Hamstring strength is an issue for many athletes. Females tend to exhibit quadriceps dominance, lacking the desired Q:H ratio of 3:2. This is thought to be one contributing factor for non-contact ACL tears. Additionally, I see many clients who suffer from chronic hamstring pain and recurrent hamstring strains. To effectively address hamstring pain and prevent future injury, it is necessary to perform eccentric strengthening. This exercise utilizes gliding discs to promote eccentric strength.

Execution: Position the both heels/feet on the gliding discs. Next, move into a full bridge position. Holding the bridge, slowly allow the heels to slide forward keeping constant tension in the hamstrings. I suggest a slow cadence for the descent (3-5 seconds).

As the legs near full extension, allow the torso/lower body to come down and relax on the floor. Flex the knees fully and repeat the sequence for 8-10 repetitions. Perform 2-3 sets. Increase or decrease the time under tension as needed based on difficulty and the ability to control the motion.

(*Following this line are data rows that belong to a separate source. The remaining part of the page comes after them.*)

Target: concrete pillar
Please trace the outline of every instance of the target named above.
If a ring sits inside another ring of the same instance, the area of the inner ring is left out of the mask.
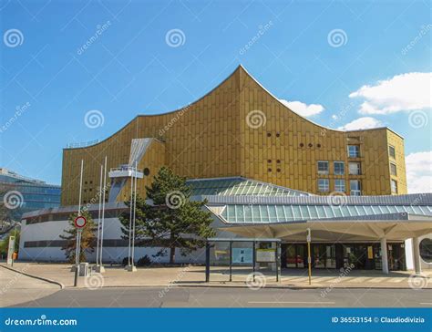
[[[418,237],[413,238],[413,260],[414,260],[414,270],[417,275],[421,274],[421,262],[420,262],[420,240]]]
[[[276,249],[276,243],[275,243],[275,242],[273,242],[273,243],[272,243],[272,249],[274,249],[274,251],[277,250],[277,249]],[[277,259],[277,253],[276,253],[276,259]],[[270,268],[272,269],[272,271],[274,271],[274,272],[275,272],[275,271],[276,271],[276,266],[277,266],[277,265],[276,265],[276,262],[270,264]]]
[[[387,239],[385,237],[381,239],[381,265],[383,273],[388,275]]]

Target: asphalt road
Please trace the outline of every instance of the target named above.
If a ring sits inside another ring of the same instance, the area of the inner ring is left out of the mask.
[[[431,289],[63,289],[15,306],[42,307],[432,307]]]
[[[32,278],[16,272],[0,267],[0,306],[9,306],[17,303],[33,303],[56,293],[60,286]]]

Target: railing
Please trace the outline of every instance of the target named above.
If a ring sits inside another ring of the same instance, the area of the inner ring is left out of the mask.
[[[79,143],[68,143],[66,145],[66,149],[86,148],[91,145],[98,144],[100,141],[101,140],[88,140],[88,141],[84,141],[84,142],[79,142]]]
[[[142,172],[142,170],[136,169],[133,166],[121,166],[121,167],[109,169],[109,171],[136,171],[137,172]]]

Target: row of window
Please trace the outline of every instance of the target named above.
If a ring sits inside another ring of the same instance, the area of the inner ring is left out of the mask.
[[[345,163],[344,161],[334,161],[333,169],[334,175],[345,175]],[[318,174],[328,174],[329,173],[329,161],[318,161]],[[350,175],[360,175],[361,163],[357,161],[348,162],[348,174]]]
[[[393,145],[388,146],[388,155],[393,159],[396,159],[396,149]],[[348,157],[358,158],[360,157],[360,146],[359,145],[348,145]]]
[[[343,179],[334,180],[334,192],[345,192],[345,181]],[[349,191],[352,196],[360,196],[362,194],[362,183],[359,180],[349,181]],[[330,181],[328,179],[318,179],[318,192],[330,192]]]

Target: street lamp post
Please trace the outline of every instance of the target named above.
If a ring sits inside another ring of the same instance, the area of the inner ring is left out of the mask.
[[[309,285],[312,284],[312,259],[311,259],[311,229],[307,229],[307,265],[308,265],[308,275],[309,275]]]

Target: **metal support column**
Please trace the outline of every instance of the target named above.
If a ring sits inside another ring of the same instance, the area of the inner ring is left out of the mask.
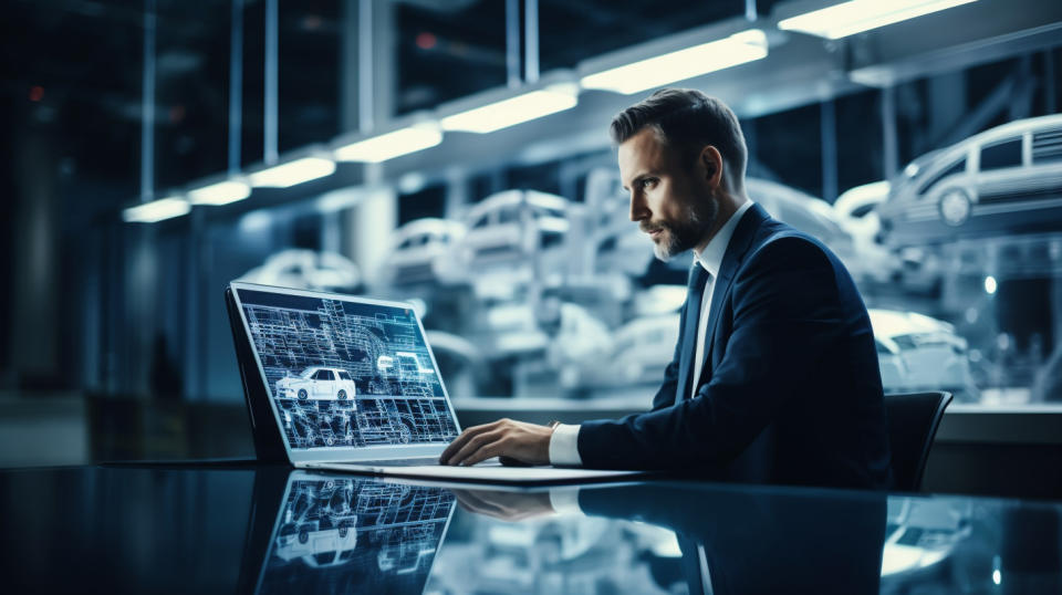
[[[523,0],[523,82],[539,80],[539,0]]]
[[[140,200],[155,195],[155,0],[144,1],[144,81],[140,97]]]
[[[882,87],[882,178],[889,179],[899,169],[899,143],[896,135],[896,90]]]
[[[278,7],[277,0],[266,0],[266,122],[264,152],[267,164],[277,163],[277,80],[278,80]]]
[[[232,0],[229,50],[229,175],[240,170],[243,134],[243,0]]]
[[[368,133],[375,122],[373,105],[373,0],[357,0],[357,129]]]
[[[506,81],[520,86],[520,0],[506,0]]]
[[[837,118],[833,100],[819,104],[819,127],[822,138],[822,198],[837,199]]]

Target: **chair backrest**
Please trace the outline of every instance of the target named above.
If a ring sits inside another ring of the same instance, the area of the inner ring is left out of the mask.
[[[951,394],[944,392],[885,395],[895,489],[916,492],[922,488],[929,448],[949,403]]]

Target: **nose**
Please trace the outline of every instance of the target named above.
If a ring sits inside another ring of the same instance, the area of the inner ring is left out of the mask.
[[[631,191],[631,220],[632,221],[642,221],[643,219],[649,219],[652,213],[649,212],[649,207],[645,202],[645,196],[637,190]]]

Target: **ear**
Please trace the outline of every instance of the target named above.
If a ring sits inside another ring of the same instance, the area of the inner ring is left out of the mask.
[[[711,145],[705,146],[700,150],[698,165],[702,168],[705,182],[712,189],[722,184],[722,154]]]

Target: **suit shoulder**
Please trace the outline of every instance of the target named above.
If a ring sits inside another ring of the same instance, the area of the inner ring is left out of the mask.
[[[747,264],[834,265],[835,257],[821,241],[789,226],[771,226],[749,251]]]

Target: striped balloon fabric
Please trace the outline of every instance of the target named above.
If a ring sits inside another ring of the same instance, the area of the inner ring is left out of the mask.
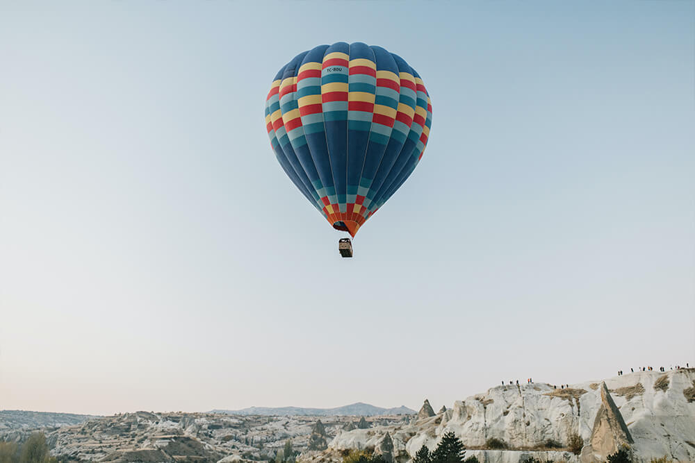
[[[360,42],[300,53],[265,100],[270,145],[285,173],[334,228],[353,237],[413,172],[431,125],[418,73]]]

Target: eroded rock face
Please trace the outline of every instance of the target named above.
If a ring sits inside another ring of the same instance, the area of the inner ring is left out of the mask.
[[[382,455],[386,463],[393,462],[393,441],[391,438],[391,435],[386,432],[377,441],[374,447],[374,453]]]
[[[425,403],[423,404],[423,406],[420,408],[420,411],[418,412],[418,419],[424,419],[434,416],[434,410],[432,410],[432,406],[430,405],[430,401],[425,398]]]
[[[328,444],[326,442],[327,436],[326,428],[321,423],[321,420],[318,420],[311,429],[311,435],[309,437],[309,445],[306,448],[310,451],[325,450],[328,448]]]
[[[642,389],[644,392],[644,388]],[[603,460],[623,446],[629,446],[634,441],[605,382],[601,383],[600,390],[601,406],[594,421],[589,445],[594,457],[596,460]]]

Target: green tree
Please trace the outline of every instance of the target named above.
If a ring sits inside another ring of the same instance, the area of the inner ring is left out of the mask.
[[[288,439],[285,441],[285,448],[283,449],[283,454],[284,454],[286,462],[293,463],[296,455],[294,449],[292,448],[291,439]]]
[[[466,447],[452,431],[442,437],[432,454],[432,463],[463,463],[465,458]]]
[[[22,446],[19,463],[46,463],[49,457],[46,436],[43,432],[34,432]]]
[[[432,463],[432,455],[427,446],[423,446],[415,454],[413,463]]]
[[[0,463],[17,463],[19,460],[17,444],[0,441]]]

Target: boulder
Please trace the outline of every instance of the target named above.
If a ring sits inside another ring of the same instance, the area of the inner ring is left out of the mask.
[[[393,441],[388,432],[377,441],[374,454],[381,455],[386,463],[393,463]]]
[[[637,383],[639,384],[639,383]],[[589,448],[584,451],[582,460],[587,460],[587,453],[591,451],[598,460],[605,460],[625,446],[634,443],[630,430],[620,410],[615,405],[606,383],[600,386],[601,405],[594,420],[594,428],[589,439]]]

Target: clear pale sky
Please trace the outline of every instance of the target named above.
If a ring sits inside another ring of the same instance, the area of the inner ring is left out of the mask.
[[[433,105],[341,259],[275,160],[297,53]],[[0,1],[0,409],[363,401],[695,364],[695,2]]]

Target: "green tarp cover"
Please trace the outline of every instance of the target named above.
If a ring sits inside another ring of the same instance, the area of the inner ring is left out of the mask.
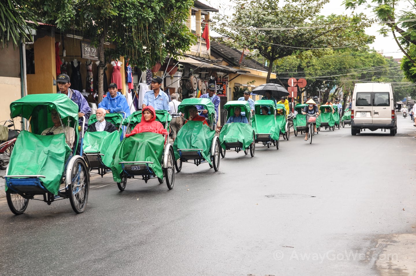
[[[179,158],[178,149],[201,148],[204,159],[211,163],[211,145],[215,136],[215,131],[198,121],[188,121],[181,128],[173,143],[175,159]]]
[[[303,127],[302,129],[306,127],[306,115],[303,114],[297,114],[296,116],[293,118],[293,128],[297,131],[297,127]]]
[[[286,116],[285,115],[277,115],[276,116],[276,123],[279,126],[280,132],[282,133],[286,133]]]
[[[329,112],[322,113],[319,117],[320,118],[321,123],[327,123],[329,126],[334,126],[335,123],[335,118],[334,114],[330,111]],[[319,124],[320,125],[321,124]]]
[[[279,140],[280,129],[276,123],[275,116],[271,115],[255,115],[251,121],[251,125],[254,129],[254,132],[258,133],[271,133],[272,139]]]
[[[149,167],[156,176],[163,178],[161,164],[164,143],[163,135],[153,132],[138,133],[124,139],[116,149],[110,165],[114,181],[121,182],[123,170],[119,163],[129,161],[153,162]]]
[[[44,186],[57,195],[65,162],[70,152],[64,133],[37,135],[22,131],[12,152],[8,174],[45,175],[46,178],[40,178]]]
[[[120,143],[120,137],[117,131],[86,132],[84,137],[83,148],[86,153],[99,153],[103,163],[110,167],[113,161],[113,155]]]
[[[345,111],[344,113],[344,115],[342,115],[341,121],[344,121],[346,120],[347,121],[351,121],[351,111],[350,110]]]
[[[243,143],[243,149],[248,148],[253,143],[253,128],[248,123],[232,123],[223,126],[220,133],[220,143],[221,147],[225,149],[226,143],[240,142]]]

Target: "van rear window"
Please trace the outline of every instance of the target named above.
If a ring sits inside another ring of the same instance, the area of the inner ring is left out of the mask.
[[[371,93],[368,92],[357,92],[356,95],[357,100],[355,105],[357,106],[371,106]]]

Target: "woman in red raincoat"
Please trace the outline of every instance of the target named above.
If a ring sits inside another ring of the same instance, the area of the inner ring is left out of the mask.
[[[161,134],[167,134],[168,131],[163,125],[156,120],[156,112],[153,106],[146,106],[141,111],[141,121],[134,127],[130,133],[126,135],[128,137],[141,132],[154,132]]]

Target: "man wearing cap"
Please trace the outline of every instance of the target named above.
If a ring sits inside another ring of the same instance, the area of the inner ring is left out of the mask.
[[[171,111],[169,106],[169,97],[160,88],[162,86],[163,79],[158,76],[153,77],[150,84],[152,90],[148,91],[144,94],[142,108],[148,106],[153,106],[155,110],[167,110]]]
[[[244,96],[240,97],[238,98],[238,101],[246,101],[248,102],[250,105],[250,109],[253,113],[254,113],[254,101],[250,98],[250,92],[245,90],[244,91]],[[241,112],[242,115],[245,115],[245,112]]]
[[[56,80],[57,85],[59,91],[57,93],[65,94],[78,106],[78,117],[79,118],[79,125],[82,125],[82,117],[85,118],[85,126],[87,126],[88,118],[91,113],[91,108],[88,105],[87,100],[78,90],[73,90],[69,88],[71,82],[69,77],[66,74],[61,74]]]
[[[117,91],[117,84],[111,83],[108,86],[107,96],[98,104],[99,108],[104,108],[106,113],[124,112],[126,117],[130,114],[130,108],[126,97]]]
[[[216,118],[215,118],[215,130],[217,129],[217,122],[218,121],[218,117],[219,116],[219,113],[218,113],[218,108],[220,106],[220,97],[215,94],[215,92],[217,89],[215,88],[215,84],[210,84],[208,85],[208,93],[206,94],[204,94],[203,95],[201,95],[200,98],[206,98],[211,100],[211,101],[212,103],[214,104],[214,106],[215,106],[215,113],[216,114]],[[202,107],[201,106],[197,106],[197,108],[198,110],[200,110],[202,108]],[[203,117],[205,117],[206,118],[208,117],[208,111],[206,109],[204,109],[201,114],[201,116]]]
[[[281,104],[285,105],[285,108],[286,110],[286,115],[289,114],[289,101],[286,99],[286,97],[282,96],[280,97],[280,100],[277,102],[277,104]],[[282,109],[277,109],[277,112],[279,113],[282,113]]]

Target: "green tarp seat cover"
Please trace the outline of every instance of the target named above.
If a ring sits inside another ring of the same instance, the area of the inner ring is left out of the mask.
[[[306,115],[298,113],[296,114],[296,116],[293,118],[293,128],[295,131],[297,131],[298,127],[302,130],[305,129],[306,127]]]
[[[225,143],[240,142],[243,143],[243,149],[245,150],[253,143],[253,128],[248,123],[232,123],[223,126],[220,133],[220,143],[225,149]]]
[[[270,136],[272,139],[276,140],[279,140],[280,128],[276,123],[274,115],[255,114],[251,122],[254,132],[256,134],[271,133]]]
[[[120,138],[117,131],[86,132],[84,137],[83,148],[86,153],[98,153],[102,156],[103,163],[110,167],[113,161],[113,155],[120,143]]]
[[[188,121],[181,128],[176,135],[173,143],[173,152],[175,158],[180,158],[178,149],[200,148],[201,154],[204,159],[211,163],[211,145],[212,139],[215,136],[215,131],[211,130],[202,122]]]
[[[138,133],[124,139],[116,149],[109,166],[114,181],[121,182],[123,169],[119,163],[129,161],[153,162],[149,167],[156,176],[163,178],[161,163],[164,143],[163,135],[153,132]]]
[[[57,195],[70,152],[64,133],[42,136],[22,131],[12,152],[8,174],[45,175],[45,178],[40,178],[42,185]]]
[[[344,115],[342,115],[342,118],[341,119],[341,121],[351,121],[351,111],[349,110],[348,111],[346,111],[344,113]]]

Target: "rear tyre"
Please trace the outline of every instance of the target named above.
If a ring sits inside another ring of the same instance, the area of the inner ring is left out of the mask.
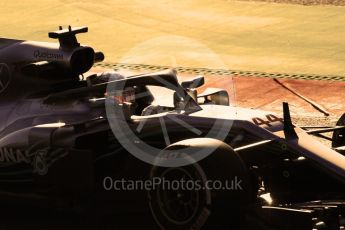
[[[187,146],[214,151],[198,163],[152,168],[151,179],[161,181],[148,194],[156,223],[162,229],[239,229],[241,212],[256,195],[242,159],[229,145],[208,138],[180,141],[166,149]]]

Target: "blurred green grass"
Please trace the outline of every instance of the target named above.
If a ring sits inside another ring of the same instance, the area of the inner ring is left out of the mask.
[[[345,75],[345,7],[226,0],[2,0],[0,36],[80,41],[108,62]]]

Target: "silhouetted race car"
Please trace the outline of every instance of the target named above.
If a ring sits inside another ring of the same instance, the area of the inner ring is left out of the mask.
[[[1,201],[144,210],[162,229],[344,227],[345,116],[297,127],[287,103],[280,116],[198,94],[201,76],[91,74],[104,55],[82,32],[0,39]]]

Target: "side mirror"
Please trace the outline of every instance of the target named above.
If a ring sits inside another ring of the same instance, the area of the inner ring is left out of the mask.
[[[207,88],[203,93],[198,95],[198,98],[203,99],[203,104],[230,105],[229,94],[224,89]]]
[[[205,78],[204,78],[204,76],[201,76],[201,75],[196,76],[195,78],[192,78],[188,81],[181,82],[181,86],[184,89],[194,89],[194,88],[198,88],[204,84],[205,84]]]

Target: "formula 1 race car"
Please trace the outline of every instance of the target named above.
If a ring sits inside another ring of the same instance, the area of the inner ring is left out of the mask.
[[[162,229],[344,228],[345,116],[297,127],[287,103],[280,116],[198,94],[201,76],[93,74],[104,55],[82,32],[0,39],[2,202],[141,209]]]

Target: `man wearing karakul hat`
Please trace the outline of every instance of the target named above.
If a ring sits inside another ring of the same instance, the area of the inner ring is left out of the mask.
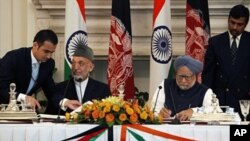
[[[162,81],[153,96],[151,109],[164,118],[176,116],[179,120],[189,120],[198,107],[211,112],[212,89],[196,81],[203,69],[202,63],[187,55],[179,56],[174,69],[175,79]],[[217,111],[221,112],[219,106]]]
[[[90,77],[94,67],[92,49],[85,45],[79,45],[72,58],[73,79],[61,82],[56,86],[58,93],[66,92],[59,105],[62,109],[60,114],[64,114],[65,111],[71,112],[87,101],[103,99],[111,95],[107,84]],[[78,102],[74,105],[72,104],[73,100]]]

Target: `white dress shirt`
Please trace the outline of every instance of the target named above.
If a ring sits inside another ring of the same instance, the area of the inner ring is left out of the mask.
[[[33,53],[32,53],[32,51],[30,52],[30,55],[31,55],[31,66],[33,65],[33,64],[38,64],[38,70],[39,70],[39,67],[40,67],[40,63],[36,60],[36,58],[34,57],[34,55],[33,55]],[[31,67],[32,68],[32,67]],[[31,70],[31,72],[32,72],[33,70]],[[32,81],[32,76],[31,76],[31,78],[30,78],[30,83],[31,83],[31,81]],[[31,85],[29,83],[29,85]],[[33,86],[31,86],[31,88],[32,88]],[[29,88],[29,87],[28,87]],[[27,89],[27,92],[26,93],[28,93],[28,89]],[[23,93],[20,93],[19,95],[18,95],[18,97],[17,97],[17,101],[25,101],[25,97],[26,97],[26,95],[27,94],[23,94]]]

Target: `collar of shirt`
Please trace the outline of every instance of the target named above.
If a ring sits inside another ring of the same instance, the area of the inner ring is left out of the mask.
[[[38,65],[40,66],[40,62],[38,62],[38,61],[36,60],[36,58],[35,58],[35,56],[34,56],[32,50],[31,50],[30,54],[31,54],[31,64],[38,64]]]
[[[80,103],[82,103],[82,99],[84,97],[84,93],[85,93],[88,81],[89,81],[89,78],[86,78],[82,82],[78,82],[78,81],[74,80],[77,97],[78,97],[78,100],[79,100]]]
[[[230,39],[230,47],[231,47],[231,45],[232,45],[232,43],[233,43],[233,35],[228,31],[228,34],[229,34],[229,39]],[[240,34],[239,36],[237,36],[236,37],[236,44],[237,44],[237,48],[238,48],[238,46],[239,46],[239,43],[240,43],[240,38],[241,38],[241,35],[242,34]]]

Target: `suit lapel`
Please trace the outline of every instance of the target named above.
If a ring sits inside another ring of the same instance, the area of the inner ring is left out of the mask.
[[[86,102],[89,99],[92,99],[92,91],[93,91],[94,85],[93,85],[93,80],[89,77],[89,81],[87,83],[84,96],[82,99],[82,103]]]
[[[24,67],[26,67],[27,69],[27,72],[24,73],[26,75],[24,75],[24,88],[25,88],[25,92],[28,90],[28,87],[29,87],[29,83],[30,83],[30,78],[31,78],[31,73],[32,73],[32,68],[31,68],[31,49],[32,48],[28,48],[28,51],[26,51],[26,55],[28,57],[26,57],[25,59],[25,63],[24,63]],[[32,92],[32,90],[30,91]]]
[[[244,62],[248,61],[248,40],[249,39],[247,38],[246,32],[243,32],[237,50],[236,65],[232,67],[233,73],[231,74],[231,82],[233,82],[238,77],[239,71],[244,69]]]
[[[220,65],[225,65],[225,66],[223,66],[223,67],[225,67],[224,72],[226,72],[227,76],[229,76],[231,74],[231,60],[232,60],[232,58],[231,58],[231,52],[230,52],[230,40],[229,40],[228,32],[225,32],[223,34],[220,46],[222,47],[220,50],[220,54],[221,54],[220,59],[222,59],[221,62],[225,63],[225,64],[223,63]],[[228,71],[228,70],[230,70],[230,71]]]

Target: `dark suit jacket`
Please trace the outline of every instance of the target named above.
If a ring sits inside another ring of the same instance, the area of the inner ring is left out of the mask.
[[[49,102],[53,102],[55,98],[58,98],[52,95],[55,90],[52,78],[54,67],[55,62],[53,59],[40,64],[36,85],[28,95],[42,88]],[[19,93],[26,94],[31,73],[31,48],[20,48],[6,53],[0,60],[0,103],[9,103],[10,83],[16,84],[17,97]]]
[[[68,85],[68,88],[67,88]],[[67,90],[66,90],[67,88]],[[56,85],[57,93],[64,95],[65,98],[70,100],[78,100],[75,82],[71,78],[70,80],[63,81]],[[103,99],[111,95],[109,86],[105,83],[99,82],[89,77],[89,81],[86,86],[86,90],[84,92],[84,96],[82,99],[82,103],[87,101],[92,101],[93,99]],[[58,114],[59,105],[57,107],[50,107],[50,114]],[[49,109],[48,109],[49,110]],[[68,112],[71,112],[68,110]],[[61,110],[60,114],[64,114],[65,112]]]
[[[250,33],[242,33],[235,66],[231,65],[229,38],[224,32],[209,39],[202,82],[217,94],[220,105],[240,112],[238,100],[250,99]]]

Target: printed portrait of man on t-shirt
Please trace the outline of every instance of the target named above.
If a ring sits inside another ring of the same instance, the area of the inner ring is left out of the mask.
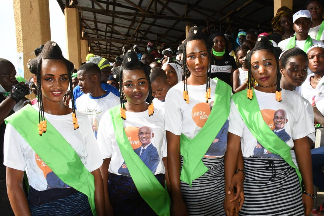
[[[209,103],[211,111],[214,104],[214,101]],[[205,157],[208,157],[212,155],[221,156],[224,155],[226,151],[227,134],[229,125],[229,120],[227,119],[208,148],[205,155]]]
[[[287,116],[285,111],[282,109],[278,109],[274,112],[273,119],[274,126],[274,129],[273,131],[273,132],[282,140],[286,143],[291,138],[284,129],[285,125],[288,122]],[[273,158],[280,158],[281,157],[278,154],[273,154],[269,152],[264,148],[258,141],[256,147],[254,149],[253,156]]]
[[[134,149],[134,151],[154,174],[160,162],[160,158],[156,147],[152,142],[154,136],[153,131],[149,127],[142,127],[138,129],[137,136],[141,145]],[[131,175],[125,161],[118,169],[118,173],[124,176]]]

Application: This exercise is an excellent way to resolve chronic hamstring pain/proximal hamstring tendinopathy, improve hamstring strength, increase hamstring mobility, and aid in injury prevention for cutting, pivoting and sprinting athletes. Increasing hamstring strength is an important injury prevention measure for athletes that may be at risk for ACL injury. I routinely utilize this exercise in my rehab and rehab routines, and the gliding discs allow for slow controlled motion while allowing the client to manage the time under tension in a safe manner.